On Tue, Nov 12, 2013 at 12:18 PM, Ralph Castain <r...@open-mpi.org> wrote:

> Kernighan and Richie's C programming language manual - it goes all the way
> back to the original C definition.
>
>
> On Nov 12, 2013, at 9:15 AM, Alex A. Granovsky <g...@classic.chem.msu.su>
> wrote:
>
> > Hello,
> >
> >> It seems that argv[argc] should always be NULL according to the
> >> standard. So OMPI failure is not actually a bug!
> >
> > could you please point to the exact document where this is explicitly
> stated?
> > Otherwise, I'd assume this is a bug.
> >
> > Kind regards,
> > Alex Granovsky
> >
> >
> > -----Original Message----- From: Matthieu Brucher
> > Sent: Tuesday, November 12, 2013 8:56 PM
> > To: Open MPI Users
> > Subject: Re: [OMPI users] Segmentation fault in MPI_Init when passing
> pointers allocated in main()
> >
> > It seems that argv[argc] should always be NULL according to the
> > standard.

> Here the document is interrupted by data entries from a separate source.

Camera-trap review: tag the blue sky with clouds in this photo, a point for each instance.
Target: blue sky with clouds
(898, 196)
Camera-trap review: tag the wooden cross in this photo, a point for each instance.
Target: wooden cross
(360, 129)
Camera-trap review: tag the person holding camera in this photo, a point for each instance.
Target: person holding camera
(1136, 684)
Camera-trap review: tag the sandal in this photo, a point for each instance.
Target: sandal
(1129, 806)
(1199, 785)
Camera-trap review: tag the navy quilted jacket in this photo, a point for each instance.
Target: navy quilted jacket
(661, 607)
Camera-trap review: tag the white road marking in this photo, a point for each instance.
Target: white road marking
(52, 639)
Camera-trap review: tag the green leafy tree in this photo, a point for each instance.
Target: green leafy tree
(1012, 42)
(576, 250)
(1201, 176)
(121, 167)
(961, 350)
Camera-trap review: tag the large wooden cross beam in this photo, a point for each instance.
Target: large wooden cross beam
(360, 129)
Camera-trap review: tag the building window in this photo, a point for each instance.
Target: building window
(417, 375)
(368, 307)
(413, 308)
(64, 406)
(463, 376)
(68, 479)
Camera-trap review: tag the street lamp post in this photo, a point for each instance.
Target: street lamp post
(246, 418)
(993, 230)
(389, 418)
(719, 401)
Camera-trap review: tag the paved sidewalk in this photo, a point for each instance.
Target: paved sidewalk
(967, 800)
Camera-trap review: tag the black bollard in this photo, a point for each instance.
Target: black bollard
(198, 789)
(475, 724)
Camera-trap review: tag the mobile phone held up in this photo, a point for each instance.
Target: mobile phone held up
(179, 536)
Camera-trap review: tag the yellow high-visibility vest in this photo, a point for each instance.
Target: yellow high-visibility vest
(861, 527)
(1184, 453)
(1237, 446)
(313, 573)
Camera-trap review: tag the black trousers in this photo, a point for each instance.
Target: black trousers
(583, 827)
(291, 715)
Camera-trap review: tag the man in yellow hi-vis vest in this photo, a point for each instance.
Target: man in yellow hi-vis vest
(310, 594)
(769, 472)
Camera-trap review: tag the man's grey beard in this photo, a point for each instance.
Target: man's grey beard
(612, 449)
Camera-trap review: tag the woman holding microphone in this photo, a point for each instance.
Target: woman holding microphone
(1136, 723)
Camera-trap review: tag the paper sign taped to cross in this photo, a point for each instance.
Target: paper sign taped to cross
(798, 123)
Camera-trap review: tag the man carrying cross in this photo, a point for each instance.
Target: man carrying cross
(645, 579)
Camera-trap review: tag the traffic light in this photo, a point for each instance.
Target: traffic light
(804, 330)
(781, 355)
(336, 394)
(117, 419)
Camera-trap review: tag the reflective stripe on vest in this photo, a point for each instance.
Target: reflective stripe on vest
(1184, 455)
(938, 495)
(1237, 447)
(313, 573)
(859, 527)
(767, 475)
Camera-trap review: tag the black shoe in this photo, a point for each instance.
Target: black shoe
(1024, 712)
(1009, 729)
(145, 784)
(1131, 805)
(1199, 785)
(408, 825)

So OMPI failure is not actually a bug!
> >
> > Cheers,
> >
> > 2013/11/12 Matthieu Brucher <matthieu.bruc...@gmail.com>:
> >> Interestingly enough, in ompi_mpi_init, opal_argv_join is called
> >> without then array length, so I suppose that in the usual argc/argv
> >> couple, you have an additional value to argv which may be NULL. So try
> >> allocating 3 additional values, the last being NULL, and it may work.
> >>
> >> Cheers,
> >>
> >> Matthieu
> >>
> >> 2013/11/12 Tang, Yu-Hang <yuhang_t...@brown.edu>:
> >>> I tried the following code without CUDA, the error is still there:
> >>>
> >>> #include "mpi.h"
> >>>
> >>> #include <cstdlib>
> >>> #include <cstring>
> >>> #include <cmath>
> >>>
> >>> int main(int argc, char **argv)
> >>> {
> >>>    // override command line arguments to make sure cudaengine get the
> >>> correct one
> >>>    char **argv_new = new char*[ argc + 2 ];
> >>>    for( int i = 0 ; i < argc ; i++ )
> >>>    {
> >>>        argv_new[i] = new char[ strlen( argv[i] ) + 1 ];
> >>>        strcpy( argv_new[i], argv[i] );
> >>>    }
> >>>    argv_new[ argc   ] = new char[ 32 ];
> >>>    argv_new[ argc+1 ] = new char[ 32 ];
> >>>    strcpy( argv_new[argc],   "-device" );
> >>>    sprintf( argv_new[argc+1], "%d", 0 );
> >>>
> >>>    argc += 2;
> >>>    argv = argv_new;
> >>>
> >>>    MPI_Init(&argc,&argv);
> >>>
> >>>    // do something...
> >>>
> >>>    MPI_Finalize();
> >>>
> >>>    for( int i = 0 ; i < argc ; i++ ) delete [] argv[i];
> >>>    delete [] argv;
> >>> }
> >>>
> >>> At the end of the program the pointer stored in argv is exactly that of
> >>> argv_new so this should not be a problem. Manually inserting printf
> tells me
> >>> that the fault occured at MPI_Init. The code works fine if I use
> >>> MPI_Init(NULL,NULL) instead. The same code also compiles and runs
> without a
> >>> problem on my laptop with mpich2-1.4.
> >>>
> >>> Best,
> >>> Yu-Hang
> >>>
> >>>
> >>>
> >>> On Tue, Nov 12, 2013 at 11:18 AM, Matthieu Brucher
> >>> <matthieu.bruc...@gmail.com> wrote:
> >>>>
> >>>> Hi,
> >>>>
> >>>> Are you sure this is the correct code? This seems strange and not a
> good
> >>>> idea:
> >>>>
> >>>>   MPI_Init(&argc,&argv);
> >>>>
> >>>>    // do something...
> >>>>
> >>>>    for( int i = 0 ; i < argc ; i++ ) delete [] argv[i];
> >>>>    delete [] argv;
> >>>>
> >>>> Did you mean argc_new and argv_new instead?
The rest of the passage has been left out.